Puigdemont ha manifestado esta mañana que no declaró “formalmente” la independencia de Cataluña el pasado 10 de octubre, pero que el Parlament está dispuesto a votarla si el Gobierno español continúa con la represión y con la negación al diálogo. El Ejecutivo ha respondido, no obstante, que seguirá con los trámites para aplicar el artículo 155 de la Constitución el próximo sábado. Declaraciones que, sin duda, no esclarecen el futuro de la comunidad catalana en los días venideros.

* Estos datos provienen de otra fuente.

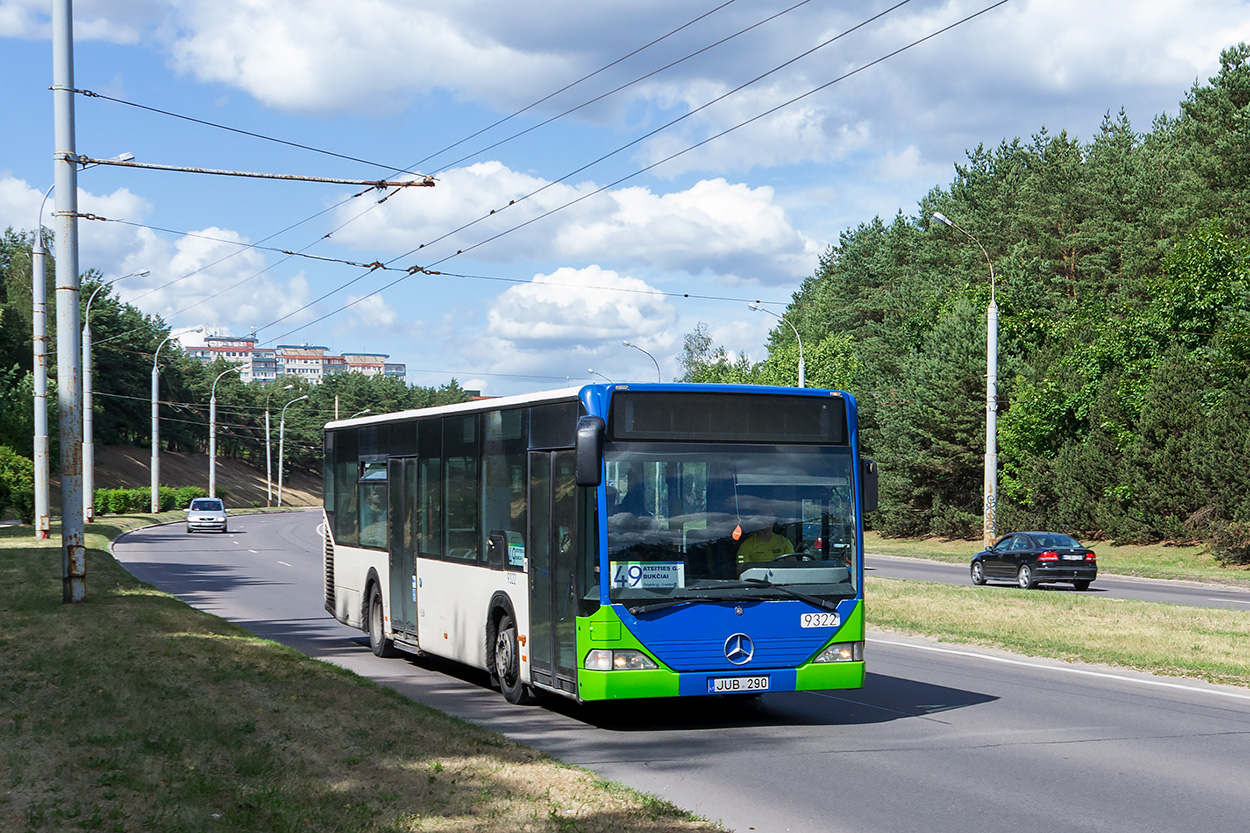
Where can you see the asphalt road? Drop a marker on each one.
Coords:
(1115, 587)
(940, 739)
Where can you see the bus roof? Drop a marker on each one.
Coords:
(583, 393)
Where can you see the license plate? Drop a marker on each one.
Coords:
(731, 684)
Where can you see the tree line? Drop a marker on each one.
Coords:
(1123, 283)
(124, 342)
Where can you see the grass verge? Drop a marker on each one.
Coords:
(135, 712)
(1154, 560)
(1179, 641)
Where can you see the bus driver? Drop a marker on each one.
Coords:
(764, 544)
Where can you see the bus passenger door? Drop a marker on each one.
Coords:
(401, 519)
(553, 569)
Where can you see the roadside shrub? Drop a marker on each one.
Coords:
(1230, 542)
(184, 495)
(18, 484)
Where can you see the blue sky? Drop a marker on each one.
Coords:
(603, 222)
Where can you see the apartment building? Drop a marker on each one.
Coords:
(309, 362)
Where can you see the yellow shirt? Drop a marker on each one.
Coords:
(753, 549)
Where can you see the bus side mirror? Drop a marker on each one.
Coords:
(589, 454)
(868, 483)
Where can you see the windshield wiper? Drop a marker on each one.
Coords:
(689, 599)
(803, 597)
(740, 585)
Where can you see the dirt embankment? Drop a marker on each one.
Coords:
(128, 467)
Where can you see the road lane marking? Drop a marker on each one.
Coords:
(1084, 672)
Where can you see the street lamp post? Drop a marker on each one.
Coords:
(991, 394)
(39, 330)
(648, 355)
(88, 413)
(155, 432)
(213, 430)
(281, 438)
(803, 375)
(269, 453)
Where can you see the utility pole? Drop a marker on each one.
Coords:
(989, 525)
(69, 350)
(39, 330)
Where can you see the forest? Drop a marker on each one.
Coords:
(1120, 274)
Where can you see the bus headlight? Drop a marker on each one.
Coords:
(604, 659)
(843, 652)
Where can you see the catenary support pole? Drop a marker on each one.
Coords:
(39, 330)
(68, 345)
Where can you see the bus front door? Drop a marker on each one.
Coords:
(401, 519)
(553, 570)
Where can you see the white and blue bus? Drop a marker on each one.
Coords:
(609, 542)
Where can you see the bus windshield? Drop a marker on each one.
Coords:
(710, 522)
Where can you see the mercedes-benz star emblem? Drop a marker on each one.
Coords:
(739, 649)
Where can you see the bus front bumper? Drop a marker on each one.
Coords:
(631, 684)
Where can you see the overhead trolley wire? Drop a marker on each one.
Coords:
(574, 173)
(648, 168)
(393, 168)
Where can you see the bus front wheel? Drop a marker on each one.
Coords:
(508, 663)
(378, 641)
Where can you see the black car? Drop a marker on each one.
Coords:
(1036, 558)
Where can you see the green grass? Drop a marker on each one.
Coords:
(134, 712)
(1154, 560)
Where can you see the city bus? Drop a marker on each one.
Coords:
(604, 542)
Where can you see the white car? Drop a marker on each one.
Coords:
(206, 514)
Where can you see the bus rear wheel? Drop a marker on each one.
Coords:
(508, 663)
(378, 641)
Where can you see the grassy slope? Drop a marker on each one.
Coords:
(134, 712)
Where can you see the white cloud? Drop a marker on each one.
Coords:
(730, 230)
(561, 323)
(368, 55)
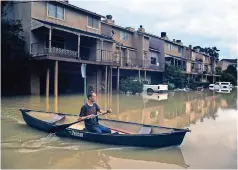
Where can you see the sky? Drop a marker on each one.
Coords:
(205, 23)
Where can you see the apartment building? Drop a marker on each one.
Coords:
(60, 37)
(224, 63)
(174, 52)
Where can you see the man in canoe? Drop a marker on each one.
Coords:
(88, 111)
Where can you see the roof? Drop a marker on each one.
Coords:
(150, 35)
(80, 9)
(74, 29)
(230, 60)
(117, 26)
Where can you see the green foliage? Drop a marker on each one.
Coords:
(218, 70)
(171, 86)
(131, 84)
(230, 75)
(175, 76)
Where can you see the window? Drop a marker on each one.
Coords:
(55, 11)
(180, 50)
(170, 47)
(92, 22)
(56, 41)
(153, 60)
(124, 35)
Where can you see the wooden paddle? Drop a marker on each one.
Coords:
(64, 126)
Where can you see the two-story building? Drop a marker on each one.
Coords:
(60, 37)
(224, 63)
(174, 52)
(136, 51)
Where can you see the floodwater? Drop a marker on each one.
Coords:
(212, 118)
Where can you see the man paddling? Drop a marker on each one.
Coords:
(88, 111)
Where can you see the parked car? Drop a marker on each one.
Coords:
(223, 86)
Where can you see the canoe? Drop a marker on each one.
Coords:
(128, 133)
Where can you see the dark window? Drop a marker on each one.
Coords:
(55, 11)
(92, 22)
(153, 60)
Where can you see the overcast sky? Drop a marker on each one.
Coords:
(206, 23)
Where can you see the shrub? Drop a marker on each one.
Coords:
(131, 84)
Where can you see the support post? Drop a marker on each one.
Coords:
(102, 58)
(106, 80)
(111, 87)
(118, 78)
(50, 37)
(78, 56)
(56, 79)
(145, 74)
(47, 82)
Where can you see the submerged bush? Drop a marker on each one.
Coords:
(131, 84)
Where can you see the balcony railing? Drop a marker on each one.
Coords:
(139, 63)
(96, 55)
(85, 53)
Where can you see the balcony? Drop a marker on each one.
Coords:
(84, 54)
(142, 64)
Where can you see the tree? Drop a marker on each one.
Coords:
(230, 75)
(213, 53)
(218, 70)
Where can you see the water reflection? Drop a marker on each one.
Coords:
(180, 109)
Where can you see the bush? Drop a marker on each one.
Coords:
(131, 84)
(171, 86)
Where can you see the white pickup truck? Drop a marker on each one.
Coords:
(155, 88)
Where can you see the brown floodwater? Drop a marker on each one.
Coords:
(212, 118)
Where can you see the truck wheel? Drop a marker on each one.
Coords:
(150, 90)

A las 10:00 de esta mañana terminaba el plazo de Puigdemont para aclarar si declaró o no la secesión de Cataluña del resto de España. El presidente de la Generalitat ha afirmado que sigue esperando una reunión que le propuso a Rajoy en vistas a dialogar, la cual “todavía no ha sido atendida”. Por tanto, estas reticencias a hablar de la situación y las pretensiones de suspensión de la autonomía catalana por parte del Gobierno de Rajoy constituyen los motivos que Puigdemont alega para continuar con el proceso independentista.

Lejos de optar por el diálogo, el Gobierno español ha asegurado iniciar los trámites de la aplicación de dicho artículo con el objetivo de “restaurar cuanto antes la legalidad y el orden constitucional, recuperar la convivencia pacífica entre ciudadanos y frenar el deterioro económico que la inseguridad jurídica está causando en Cataluña”.

El próximo sábado el Consejo de Ministros se reunirá de forma extraordinaria para concretar las medidas a seguir acordes con la legislación vigente. Mientras tanto, en Cataluña se esperan nuevas manifestaciones secesionistas encaminadas a replicar al Ejecutivo su decisión tomada. Una lucha encarnizada que por el momento no parece dar visos de una solución complaciente para ambas partes.